We are a software as a service company, so our customers (usually companies or teams of companies) pay for a subscription to the platform.

How are you preparing for a possible economic downturn?

One of the reasons we raised how much we liked was to focus on building the best product that solves the problem, without worrying about the market and re-raising in several months.

How was the funding process?

It was intense, but I think we did a great job driving a focused, hard process. We didn’t want fundraising to take too long over several months, and instead made sure we had a clear story to tell, with clear goals in mind, and that we were talking to the investors we were talking to. who understood this area. It was a bi-directional learning process: investors learned about us, but we also used the time to learn about them, because partnering with the right investors is key. Ultimately, we wanted to work with people who believed in us as a team, who had been in it for a long time, and who shared the same long-term vision we had.

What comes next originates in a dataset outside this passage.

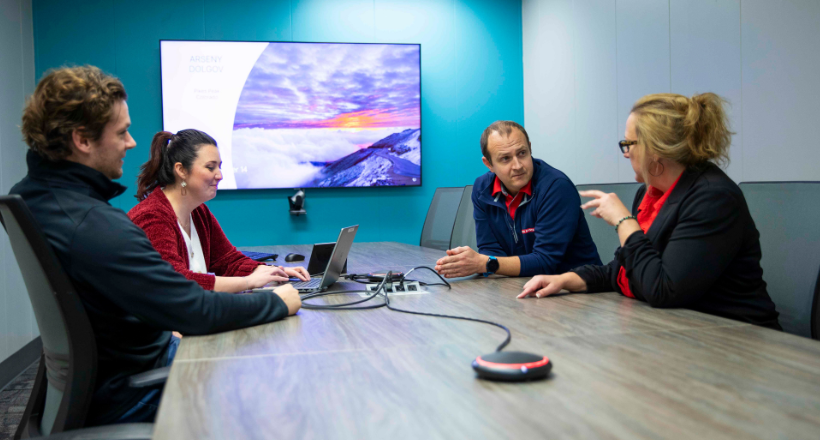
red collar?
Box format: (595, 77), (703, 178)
(492, 176), (532, 198)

What were the biggest challenges you faced while raising capital?

Finding the right investor is not as easy as it may seem. Sometimes, we had to have a few conversations before we realized whether someone was a good fit for what we were doing. It was important for us to get to this point of understanding as efficiently as possible, so that we could go back to manufacturing the product.

What factors about your business inspired your investors to write checks?

I think it was mainly two things: (1) as a team and (2) the emerging opportunities in the space. As founders, Ahmed, David and I have a uniquely suited background for building Kaleidoscope. I already mentioned that I was a scientist (my Ph.D. was in Multi-omics and Drug Discovery); Ahmed is a phenomenal software engineer with experience as a founding engineer who builds many products from the ground up, and David is an incredible product and design leader, in contexts spanning from the first employee at a Google-acquired startup. Worked, working method on all Google Health. That, coupled with the fact that there is a huge gap between how research teams are doing and how work is evolving versus the software that exists today.

I think it was mainly two things: (1) as a team and (2) the emerging opportunities in the space. As founders, Ahmed, David and I have a uniquely suited background for building Kaleidoscope. I already mentioned that I was a scientist (my Ph.D. was in Multi-omics and Drug Discovery); Ahmed is a phenomenal software engineer with experience as a founding engineer who builds many products from the ground up, and David is an incredible product and design leader, in contexts spanning from the first employee at a Google-acquired startup. Worked, working method on all Google Health. That, coupled with the fact that there is a huge gap between how research teams are doing and how work is evolving versus the software that exists today.

What are the milestones you plan to achieve in the next six months?

We want to find the right set of initial customers/partners to support as well as iterate on the product, and we want to hire the right starting team that will allow us to do this while pushing the boundaries of the product. Will give

What advice can you give to companies in New York that don’t have a fresh injection of capital in the bank?

This is a difficult question because it can be a very stressful, high-pressure situation. I’d probably say look inward and focus on what’s core to the business – what the business does best and what doesn’t get accomplished otherwise.

Where do you see the company going in the near term?

I think it’s really important for us to spend in the near term refining our understanding of how to deliver the most robust, differentiated value to our customers. We’re going to focus on learning from the right set of early customers that we can support from day one, but who are also aligned with our long-term vision.

Which is your favorite outdoor dining restaurant in NYC?

I love the patio at Jeffrey’s Grocery, and I also recently discovered Rule of Thirds (in Greenpoint), which also has a really nice outdoor space.